Monday, April 5, 2010

Implementing Spatial Alignment

First, let me recap why spatial alignment is important: when we transplant the upper body from one motion to the lower body of another, it is likely there will be noticeable problems in the form of twitching unless both motions were similar enough. This is because the upper body is usually correlated with lower body movements, and transplanting destroys this correlation.

Earlier in my project, I found a quick way to get rid of the twitching was to not transplant the joint above the root, the lowerback joint, which is responsible for rotation about the torso. Although excluding the lowerback joint eliminates the twitching, it sacrifices some rotation. A solution to this is proposed in "Splicing Upper-Body Actions with Locomotion" by Heck, Kovar, Gleicher [2006].

Following their method, called spatial alignment, we should compute a rotation for the lowerback joint that best aligns the shoulders and spine of the motion we use for the upper body with the motion for the lower body. The orientation is found by computing point clouds and solving for the closed form solution in "Closed-form solution of absolute orientation using unit quaternions" [Horn 1987].

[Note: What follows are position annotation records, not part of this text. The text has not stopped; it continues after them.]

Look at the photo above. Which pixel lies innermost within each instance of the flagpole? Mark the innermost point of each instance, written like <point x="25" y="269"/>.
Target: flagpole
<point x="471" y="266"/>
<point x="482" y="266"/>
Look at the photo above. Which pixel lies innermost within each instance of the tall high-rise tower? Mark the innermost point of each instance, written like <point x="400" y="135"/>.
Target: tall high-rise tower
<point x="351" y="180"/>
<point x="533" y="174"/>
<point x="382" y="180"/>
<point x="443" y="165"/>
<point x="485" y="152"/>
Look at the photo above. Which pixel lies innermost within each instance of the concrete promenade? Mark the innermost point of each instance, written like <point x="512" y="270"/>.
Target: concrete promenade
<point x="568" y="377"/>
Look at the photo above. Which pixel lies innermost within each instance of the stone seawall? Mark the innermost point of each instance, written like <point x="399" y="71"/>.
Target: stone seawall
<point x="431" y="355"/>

Although it sounds simple enough, I've encountered a number of issues while trying to implement it. The closed form solution needs to compute eigenvalues of a system, so I had to find the appropriate matrix library to do that. I then implemented the solution and had to run many unit tests to ensure that it was implemented correctly.

The method involves computing point clouds in both motions using the locations of the shoulders and spine of the character. Before computing the orientation from the closed form solution using the point clouds as input, the paper advises that we translate and rotate the point clouds so that the lowerback joint coincides with the origin. However, this seems to have introduced more twitching/noise (assuming I implemented correctly). I found that just making the root coincide with the origin to produce less noise, but I'm not entirely sure if that's the right approach. To troubleshoot whether I was doing things correctly, I wrote some code to visualize the point clouds in different colors for the two motions - this definitely helped to find quick orientation problems. The implementation involves conversions between Euler angles, rotation matrices, and quaternions. What initially caused me problems was the order of the Euler angles, which was YZX for the root and ZYX for the rest of the joints.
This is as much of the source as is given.